A la mañana siguiente llegó el indulto para el negro. Con el cabo no estuvimos de acuerdo, así es que lo hicimos un bollo y lo tiramos al cesto. De cualquier manera, para estar prevenidos, el cabo se disfrazó de viejita simpática y le pidió un autógrafo, a lo que el negro accedió gustoso. Fue así como conseguimos un contraindulto, manifestando que en ningún caso aceptaría que se le devolviera la libertad que estaba muy lejos de merecer. Cuando se enteró de lo que había firmado se quiso morir. Aprovechamos la ocasión para sugerirle que se suicidara. Pero no quiso.
De ahí en más los acontecimientos se precipitaron. Un intento de fuga fue premiado con una ráfaga de ametralladora que dejó paralítico al negro. Después arremetió con la silla de ruedas contra el muro del penal con la esperanza de derribarlo. Esta tentativa infructuosa dejó como saldo:
a) Un brazo amputado.
b) Un ojo insubordinado.
c) Una cantidad no precisada de tumores malignos que le afectaron el habla, la visión del ojo sano y los nervios.

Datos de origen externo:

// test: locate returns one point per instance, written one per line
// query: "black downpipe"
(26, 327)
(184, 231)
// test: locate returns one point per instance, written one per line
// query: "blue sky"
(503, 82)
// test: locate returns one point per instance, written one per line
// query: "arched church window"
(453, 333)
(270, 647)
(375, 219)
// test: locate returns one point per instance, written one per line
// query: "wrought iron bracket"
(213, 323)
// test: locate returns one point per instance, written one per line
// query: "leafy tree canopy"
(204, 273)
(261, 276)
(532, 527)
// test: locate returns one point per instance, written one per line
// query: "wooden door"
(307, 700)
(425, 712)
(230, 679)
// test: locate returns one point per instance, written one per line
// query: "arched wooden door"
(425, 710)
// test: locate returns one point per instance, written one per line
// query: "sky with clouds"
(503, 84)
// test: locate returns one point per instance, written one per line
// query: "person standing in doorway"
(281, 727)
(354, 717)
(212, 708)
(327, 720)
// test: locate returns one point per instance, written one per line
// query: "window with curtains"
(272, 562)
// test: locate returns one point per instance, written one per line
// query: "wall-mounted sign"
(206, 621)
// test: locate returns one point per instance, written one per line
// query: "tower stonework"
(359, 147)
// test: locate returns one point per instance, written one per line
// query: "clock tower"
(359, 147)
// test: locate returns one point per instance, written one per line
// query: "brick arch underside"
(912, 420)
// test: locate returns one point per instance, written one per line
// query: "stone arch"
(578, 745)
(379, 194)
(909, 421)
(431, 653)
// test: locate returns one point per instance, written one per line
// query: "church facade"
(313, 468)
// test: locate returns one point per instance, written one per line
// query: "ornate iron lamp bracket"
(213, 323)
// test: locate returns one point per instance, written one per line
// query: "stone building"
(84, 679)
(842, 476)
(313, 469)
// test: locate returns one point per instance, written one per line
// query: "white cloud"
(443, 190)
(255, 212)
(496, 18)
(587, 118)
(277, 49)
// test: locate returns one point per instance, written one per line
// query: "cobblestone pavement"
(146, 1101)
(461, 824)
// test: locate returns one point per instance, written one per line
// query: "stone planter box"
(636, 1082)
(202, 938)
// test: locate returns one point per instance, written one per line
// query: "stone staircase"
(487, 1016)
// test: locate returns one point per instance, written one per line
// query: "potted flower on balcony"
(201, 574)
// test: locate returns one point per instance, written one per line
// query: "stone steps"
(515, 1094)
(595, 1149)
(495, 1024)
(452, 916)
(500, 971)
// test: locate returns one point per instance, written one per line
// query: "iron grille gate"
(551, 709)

d) Un injusto resentimiento contra la policía.
No hubo más intentos de fuga. Ante tan recomendable proceder el director del penal en persona le hizo entrega de una medalla.
En su última semana de vida el negro era una lágrima, un suspiro, una melancolía grande color chocolate. La Comisión de Alegramiento ideó mil juegos para distraerlo: El Paralítico Lanzado a la Distancia. El Cieguito Molido a Patadas. La Sillita Voladora de la Ventana del Primer Piso al Patio. Pero todo fue inútil. El negro languidecía como una lechuga al sol. Ya no sonreía como antes, ya no era el mismo. La vida lo había golpeado duramente. La vida es una cachiporra de caucho.
—Estás viejo, negro —le dije. No me escuchó: estaba sordo. No respondió: estaba mudo. No hizo un solo gesto, ni un ademán: estaba paralítico. Era una calamidad. Uno de esos malditos hipocondríacos a los que todo les sirve de excusa para sentirse mal. Le apoyé una mano sobre el hombro, y cuando se acercó la Comisión de Despenamiento di vuelta la cara. Sonó el primer disparo. Una lágrima rodó por mi mejilla. Soy un sentimental.
Lo enterramos en medio de un grave silencio. Todo el penal estaba allí, rogando por su eterno descanso. Pregunté qué era aquello. Un preso que llevaba la Biblia a todas partes me explicó que cuando un negro bueno muere su alma sube al cielo y su cuerpo descansa en la tierra por toda la eternidad.
El cabo se disfrazó de angelito, pero sin éxito. Así que con respecto al alma no se pudo hacer nada. Al cuerpo lo desenterramos todas las tardes, a las cinco y le damos una paliza de novela.